In a round-robin schedule of trying medications just before anyone thought of sarc as a possible diagnosis for me a couple of years ago, I gave prednisone a try at 4 x 5mg/day for a week, then decreasing to nil over a second week. If it reassures you, I had no side effects from that apart from being wide awake (literally!) for the first week and a walking zombie the second through not sleeping. Strangely enough, I did that pred trial between having my first ACE blood test and going back to the immunologist for the results. He ran ACE again and that short period on pred took it from elevated to a lowly 1. Unfortunately for me, I was not in a period of neurological flare when I took the pred and would have been interested to see if it would have helped had I been flaring at the same time.
Re arthritic symptoms, Salazopyrin helped me hugely for a long period. It can modify (not suppress) the immune system and seems to have some anti-inflammatory action. It doesn't have huge side effects like prednisone but takes several weeks to kick in to see if it's going to help.
What does your neurologist "predict", for lack of a better word, as your prognosis? Have you asked whether his experience shows people at your stage of disease might stay constant or most frequently worsen? Do we still have a chance of a spontaneous remission...can chronic sarc burn itself out at some point if it manages to avoid damaging organs? I guess probably no neuro would really hazard a guess at answering those questions but it would be handy for us to have some statistics to look at. It would be nice if we could approach our situations with foresight rather than hindsight.

Doreen,

That's interesting. So really they didn't find real conclusive results other than inflamation from biopsy? I am surprised that the doc said that b/c I recently went to Mt Sinai to see Dr Teirstein who point blank said that my GI symptoms weren't from sarcoid b/c it doesn't affect the GI system. To which I responded that I read it "can". He then responded "well it can but it's very unlikely." I have had similar tests/results 2 yrs ago.
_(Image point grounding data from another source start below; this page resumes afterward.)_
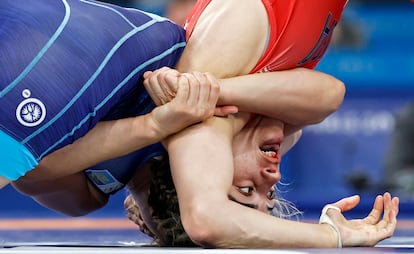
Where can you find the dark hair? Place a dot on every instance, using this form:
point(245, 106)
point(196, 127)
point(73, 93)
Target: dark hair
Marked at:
point(166, 213)
point(165, 210)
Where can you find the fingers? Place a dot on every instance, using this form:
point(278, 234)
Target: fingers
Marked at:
point(161, 84)
point(386, 206)
point(225, 110)
point(347, 203)
point(376, 212)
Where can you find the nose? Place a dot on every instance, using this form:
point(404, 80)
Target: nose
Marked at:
point(271, 173)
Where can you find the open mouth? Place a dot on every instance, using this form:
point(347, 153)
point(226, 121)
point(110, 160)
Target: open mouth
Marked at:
point(271, 151)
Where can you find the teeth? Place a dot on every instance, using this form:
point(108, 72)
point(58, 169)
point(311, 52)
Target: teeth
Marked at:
point(270, 153)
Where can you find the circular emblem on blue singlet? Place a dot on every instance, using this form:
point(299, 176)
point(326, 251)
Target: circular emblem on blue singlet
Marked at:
point(31, 111)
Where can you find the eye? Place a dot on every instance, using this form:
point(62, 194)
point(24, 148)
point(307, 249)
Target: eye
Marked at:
point(271, 194)
point(246, 190)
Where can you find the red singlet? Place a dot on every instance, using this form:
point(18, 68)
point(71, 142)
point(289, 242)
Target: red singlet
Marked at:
point(300, 31)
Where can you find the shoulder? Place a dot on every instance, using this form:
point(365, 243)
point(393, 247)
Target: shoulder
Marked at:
point(227, 41)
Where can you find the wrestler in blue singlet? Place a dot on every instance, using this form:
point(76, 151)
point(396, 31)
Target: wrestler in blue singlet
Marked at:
point(66, 65)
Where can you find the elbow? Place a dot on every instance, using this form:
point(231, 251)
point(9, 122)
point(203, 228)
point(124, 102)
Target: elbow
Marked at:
point(333, 98)
point(200, 227)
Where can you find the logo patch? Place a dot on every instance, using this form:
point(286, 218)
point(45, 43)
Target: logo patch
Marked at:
point(104, 180)
point(31, 111)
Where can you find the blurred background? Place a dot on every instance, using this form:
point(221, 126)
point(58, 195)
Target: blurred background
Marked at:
point(364, 148)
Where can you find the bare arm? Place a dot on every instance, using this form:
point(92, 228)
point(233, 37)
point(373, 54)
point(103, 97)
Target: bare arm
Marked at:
point(298, 97)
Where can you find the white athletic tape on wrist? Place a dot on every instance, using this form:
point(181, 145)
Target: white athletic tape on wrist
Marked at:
point(325, 219)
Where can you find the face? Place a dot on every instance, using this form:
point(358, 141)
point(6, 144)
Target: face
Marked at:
point(256, 163)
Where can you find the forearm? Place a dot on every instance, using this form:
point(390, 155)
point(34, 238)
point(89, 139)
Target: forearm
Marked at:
point(105, 141)
point(298, 97)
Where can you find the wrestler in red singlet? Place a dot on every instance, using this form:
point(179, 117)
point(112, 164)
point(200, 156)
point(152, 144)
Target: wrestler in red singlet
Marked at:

They suspected I may have issues in beginning of small intestine & tried to explore via "push"endoscopy, but w/not much results. I will most likely need another scope. Even if it is sarc, there's not too much they can do anyways. Thanks for info.
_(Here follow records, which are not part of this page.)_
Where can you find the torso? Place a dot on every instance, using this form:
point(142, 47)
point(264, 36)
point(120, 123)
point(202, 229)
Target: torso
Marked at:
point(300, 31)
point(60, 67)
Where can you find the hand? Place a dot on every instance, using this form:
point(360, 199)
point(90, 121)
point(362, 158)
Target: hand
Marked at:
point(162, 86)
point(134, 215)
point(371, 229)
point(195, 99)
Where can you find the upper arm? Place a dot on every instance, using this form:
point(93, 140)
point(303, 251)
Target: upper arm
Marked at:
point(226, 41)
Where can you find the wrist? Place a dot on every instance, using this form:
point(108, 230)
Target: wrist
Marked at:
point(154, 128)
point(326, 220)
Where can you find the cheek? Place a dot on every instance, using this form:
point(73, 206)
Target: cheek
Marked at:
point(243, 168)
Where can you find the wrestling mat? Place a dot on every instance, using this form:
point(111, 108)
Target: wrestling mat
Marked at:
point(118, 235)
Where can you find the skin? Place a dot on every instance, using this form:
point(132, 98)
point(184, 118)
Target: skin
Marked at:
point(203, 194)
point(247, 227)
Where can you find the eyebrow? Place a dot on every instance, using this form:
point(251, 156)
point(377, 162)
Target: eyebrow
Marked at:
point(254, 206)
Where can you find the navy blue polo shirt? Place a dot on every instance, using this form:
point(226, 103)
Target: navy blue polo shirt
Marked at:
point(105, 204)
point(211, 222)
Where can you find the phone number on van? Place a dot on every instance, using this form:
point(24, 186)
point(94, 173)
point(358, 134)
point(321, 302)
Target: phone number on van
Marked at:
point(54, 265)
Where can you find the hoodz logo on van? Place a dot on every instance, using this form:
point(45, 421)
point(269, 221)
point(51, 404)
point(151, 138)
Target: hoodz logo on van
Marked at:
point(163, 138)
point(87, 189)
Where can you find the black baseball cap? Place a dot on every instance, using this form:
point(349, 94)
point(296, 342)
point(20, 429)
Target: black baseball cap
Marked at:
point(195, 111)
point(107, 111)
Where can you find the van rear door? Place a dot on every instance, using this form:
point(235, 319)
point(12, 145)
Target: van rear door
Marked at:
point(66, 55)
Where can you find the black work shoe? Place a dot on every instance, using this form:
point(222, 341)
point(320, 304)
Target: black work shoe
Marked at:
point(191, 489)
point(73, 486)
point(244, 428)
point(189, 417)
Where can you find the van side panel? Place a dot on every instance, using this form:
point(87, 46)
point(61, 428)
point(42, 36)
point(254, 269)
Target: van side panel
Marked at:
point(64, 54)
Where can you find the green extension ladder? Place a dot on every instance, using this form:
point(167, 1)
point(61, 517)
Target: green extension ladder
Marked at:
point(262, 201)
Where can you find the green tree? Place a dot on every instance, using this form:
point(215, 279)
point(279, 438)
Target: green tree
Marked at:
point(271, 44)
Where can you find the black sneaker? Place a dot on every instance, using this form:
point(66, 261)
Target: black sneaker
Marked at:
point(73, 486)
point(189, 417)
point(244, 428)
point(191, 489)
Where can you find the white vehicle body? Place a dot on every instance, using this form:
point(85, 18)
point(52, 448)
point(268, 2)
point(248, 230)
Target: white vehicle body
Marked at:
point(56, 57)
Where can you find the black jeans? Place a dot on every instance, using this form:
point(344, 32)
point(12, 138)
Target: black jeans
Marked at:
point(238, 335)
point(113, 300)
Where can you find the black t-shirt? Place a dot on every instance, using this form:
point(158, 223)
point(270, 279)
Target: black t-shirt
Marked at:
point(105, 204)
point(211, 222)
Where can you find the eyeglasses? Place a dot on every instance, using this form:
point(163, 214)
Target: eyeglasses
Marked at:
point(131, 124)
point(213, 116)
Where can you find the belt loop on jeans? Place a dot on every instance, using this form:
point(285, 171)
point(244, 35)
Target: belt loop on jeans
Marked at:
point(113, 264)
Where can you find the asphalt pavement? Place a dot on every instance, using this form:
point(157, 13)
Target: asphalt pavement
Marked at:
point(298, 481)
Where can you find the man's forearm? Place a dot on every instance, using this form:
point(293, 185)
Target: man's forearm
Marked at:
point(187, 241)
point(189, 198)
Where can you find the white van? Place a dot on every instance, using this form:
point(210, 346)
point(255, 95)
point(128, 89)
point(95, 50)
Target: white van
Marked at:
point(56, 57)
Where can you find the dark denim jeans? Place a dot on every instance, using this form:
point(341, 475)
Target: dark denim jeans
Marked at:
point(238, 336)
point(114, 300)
I have been on prednisone at high doses. 60mg. It took my walking ability from me for several months. After that, I have been on lower doses. Each time i get a little more of a barrier to prednisone. The last time I tried to get myself better I leveled out on twenty mgs. This time I am having to take 15 mgs. (at this time.) In a month, my ace test will be checked and I will see if the 15 mgs prednisine is working. My doctors wanted to start me on 40 mgs.
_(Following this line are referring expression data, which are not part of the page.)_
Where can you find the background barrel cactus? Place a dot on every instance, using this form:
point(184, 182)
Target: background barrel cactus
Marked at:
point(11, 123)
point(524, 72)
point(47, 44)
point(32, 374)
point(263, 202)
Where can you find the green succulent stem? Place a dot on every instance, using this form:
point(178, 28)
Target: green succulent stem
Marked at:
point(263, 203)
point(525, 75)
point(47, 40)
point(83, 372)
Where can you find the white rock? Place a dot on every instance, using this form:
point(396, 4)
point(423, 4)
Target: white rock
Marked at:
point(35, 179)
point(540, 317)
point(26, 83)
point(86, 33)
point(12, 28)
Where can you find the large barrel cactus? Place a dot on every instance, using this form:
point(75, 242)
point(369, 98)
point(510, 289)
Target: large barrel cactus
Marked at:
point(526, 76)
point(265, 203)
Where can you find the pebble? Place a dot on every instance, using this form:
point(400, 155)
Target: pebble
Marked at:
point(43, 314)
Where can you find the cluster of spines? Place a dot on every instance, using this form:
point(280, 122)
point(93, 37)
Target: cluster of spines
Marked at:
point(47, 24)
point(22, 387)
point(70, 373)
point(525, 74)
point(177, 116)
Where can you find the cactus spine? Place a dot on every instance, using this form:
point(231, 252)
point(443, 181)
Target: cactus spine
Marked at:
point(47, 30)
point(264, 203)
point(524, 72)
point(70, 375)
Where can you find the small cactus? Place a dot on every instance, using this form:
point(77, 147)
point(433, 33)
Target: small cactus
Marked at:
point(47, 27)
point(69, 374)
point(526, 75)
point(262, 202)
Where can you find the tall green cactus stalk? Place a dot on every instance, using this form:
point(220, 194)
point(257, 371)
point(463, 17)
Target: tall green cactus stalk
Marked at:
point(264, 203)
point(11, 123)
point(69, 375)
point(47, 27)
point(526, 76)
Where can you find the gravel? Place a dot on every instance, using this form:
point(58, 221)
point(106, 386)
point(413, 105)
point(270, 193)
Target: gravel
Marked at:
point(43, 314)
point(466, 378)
I am getting allergic to prednisone.
In December, I may need need to start taking methotrexate again. I will probably be taking the shot method, the pills devastate my body. The shot method entails one shot per week. There have been some people saying that it does work. I don't know. The last time I was on it I just decided to stop taking all of my medication. Prednisone and methotrexate.
My ace levels stayed low for about one year. I have asked my doctors not to put me on this medication. I get really sick at my stomach with it. I worry that the doctors will run out of medicine to give me and the sarcoid will just take over. I don't like prednisone but it does help me to breathe and stops the chest pain. I am feeling a little better, but I am still losing weight. I don't think the prednisone is working at 15 mgs. But at least I am still going.